I need to show that the functional defined by $$\int_{0}^{1} \cos(u(x)) dx$$ is not Fréchet differentiable in $L^2((0,1))$. A hint is that the requested property of the remainder for a Fréchet derivative is already violated for step functions.
I was looking for similar questions and see that under a Taylor expansion, one can introduce a first order aproximation of $\cos(\cdot)$ and then take the second order residual as a step function.

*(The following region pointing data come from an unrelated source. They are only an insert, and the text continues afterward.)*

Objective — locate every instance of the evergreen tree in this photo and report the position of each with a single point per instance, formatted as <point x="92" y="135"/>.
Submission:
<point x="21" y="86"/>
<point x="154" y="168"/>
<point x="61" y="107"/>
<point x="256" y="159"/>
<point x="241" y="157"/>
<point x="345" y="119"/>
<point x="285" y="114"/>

For example, If we consider the functional defined as $$y(x)=\sin(u(x)), \quad u \in L^2(\Omega)$$ then we have $$\sin(0+h(x))=\sin(0)+\cos(0)h(x)+\int_{0}^{1}[\cos(0+sh(x))-\cos(0)]ds$$ for $h\in L^p(0,1)$ given and $s \in (0,1)$. As far I know, that expansion is a Taylor expansion in the integral form, but I dont see why we can put those terms in the integral, because I know that a expansion of this kind wold be of the form: $$f(a+x)=f(a)+f'(a)x+\int_{0}^{1}\frac{f''(a+sx)}{2}x^2ds.$$
Is the last expression wrong? And, would it be usefull a Taylor expansion to show the non-differentiability of the first functional given? A important fact is that in the $\sin(\cdot)$ example, taking $h$ as the step function $$h(x)=\begin{cases}1,&x\in [0,\epsilon]\\0,&x\in[\epsilon,1]\end{cases}$$ it's possible to show the non-differentiability of $\sin(\cdot)$ as a funtional, and I was thinking in a similar argument.
Please any help with this question will be aprecciated. Thanks.